Pairs and lists
Passes 7-0 / Skju
Adminned at 22 Jun 2013 21:54:31 UTC
Axioms:
* For all a and b, (a,b) is an ordered pair.
* For all a, b, c and d, (a,b) = (c,d) if and only if a = c and b = d.
* There exists exactly one a such that a is an empty list.
* For all a and b, if b is a list, then a:b is a non-empty list.
* For all a, if a is a non-empty list, then there exist b and c such that a = b:c and c is a list.
* For all a, b, c, and d, if b and d are lists, then [a:b = c:d if and only if [a = c and b = d]].
* For all a and b, if b is a list, then [the head of a:b is a, and the tail of a:b is b].
* For all a, b and c, if c is a list, then [a is an element of b:c if and only if [a = b or a is an element of c]].
* For all a, a is not an element of the empty list.
* For all a, b and c, if b and c are lists, then (a:b) ++ c = a:(b ++ c).
* For all c, if c is a list, then {} ++ c = c (where {} is the empty list).
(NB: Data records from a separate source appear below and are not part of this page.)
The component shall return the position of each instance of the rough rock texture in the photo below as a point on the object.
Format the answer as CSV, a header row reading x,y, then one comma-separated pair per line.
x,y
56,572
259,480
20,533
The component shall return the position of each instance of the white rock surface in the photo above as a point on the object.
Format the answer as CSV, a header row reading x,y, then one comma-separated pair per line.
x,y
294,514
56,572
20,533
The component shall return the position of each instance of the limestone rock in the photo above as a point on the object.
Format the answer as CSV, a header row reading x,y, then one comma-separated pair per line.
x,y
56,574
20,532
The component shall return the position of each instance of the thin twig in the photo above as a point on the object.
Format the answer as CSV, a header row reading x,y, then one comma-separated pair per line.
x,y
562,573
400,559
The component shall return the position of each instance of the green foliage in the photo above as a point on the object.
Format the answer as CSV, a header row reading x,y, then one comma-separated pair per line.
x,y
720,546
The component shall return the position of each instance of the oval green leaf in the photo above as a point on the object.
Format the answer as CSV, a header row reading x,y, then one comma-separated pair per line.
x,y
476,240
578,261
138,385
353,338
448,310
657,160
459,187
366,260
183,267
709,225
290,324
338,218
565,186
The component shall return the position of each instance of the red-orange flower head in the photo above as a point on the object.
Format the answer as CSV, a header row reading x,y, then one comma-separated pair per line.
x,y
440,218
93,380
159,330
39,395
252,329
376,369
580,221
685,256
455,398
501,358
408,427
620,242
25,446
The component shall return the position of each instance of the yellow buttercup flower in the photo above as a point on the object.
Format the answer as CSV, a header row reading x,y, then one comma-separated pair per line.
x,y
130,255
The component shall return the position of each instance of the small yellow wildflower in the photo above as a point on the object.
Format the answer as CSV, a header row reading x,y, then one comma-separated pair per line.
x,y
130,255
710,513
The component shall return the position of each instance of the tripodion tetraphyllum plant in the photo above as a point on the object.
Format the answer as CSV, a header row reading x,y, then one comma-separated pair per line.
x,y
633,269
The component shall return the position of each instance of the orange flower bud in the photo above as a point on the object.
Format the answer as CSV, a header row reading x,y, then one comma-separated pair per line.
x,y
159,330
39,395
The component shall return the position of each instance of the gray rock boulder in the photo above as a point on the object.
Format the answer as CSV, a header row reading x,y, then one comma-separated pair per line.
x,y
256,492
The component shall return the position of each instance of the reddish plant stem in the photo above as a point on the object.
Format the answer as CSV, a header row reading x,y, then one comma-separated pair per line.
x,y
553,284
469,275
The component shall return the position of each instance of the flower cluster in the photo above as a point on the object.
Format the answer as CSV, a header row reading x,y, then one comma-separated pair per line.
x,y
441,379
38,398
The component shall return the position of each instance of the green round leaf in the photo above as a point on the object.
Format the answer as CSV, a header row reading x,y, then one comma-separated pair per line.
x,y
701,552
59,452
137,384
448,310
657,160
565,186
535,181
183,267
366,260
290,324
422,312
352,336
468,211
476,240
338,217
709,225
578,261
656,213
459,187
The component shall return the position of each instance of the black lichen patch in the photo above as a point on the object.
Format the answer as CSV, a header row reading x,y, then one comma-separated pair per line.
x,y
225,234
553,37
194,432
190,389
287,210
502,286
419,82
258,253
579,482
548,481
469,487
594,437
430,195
We could, if we wanted to, add an axiom stating that every Atom is a list. Or that each value is an Atom if and only if it is not a list. Or that all values are lists. We could also say that there is a list a such that a = a:a. The possibilities for mischief are endless,
I think we could also add an axiom stating that for every list a, there is a list b such that any given value is an element of a if and only if it is not an element of b. That would be pretty weird,
nqeron:
why do I feel there’s room for Russel’s paradox? For all a implies a can be any type, even a list, so this is legit: (1,(2,3)). Is this intended?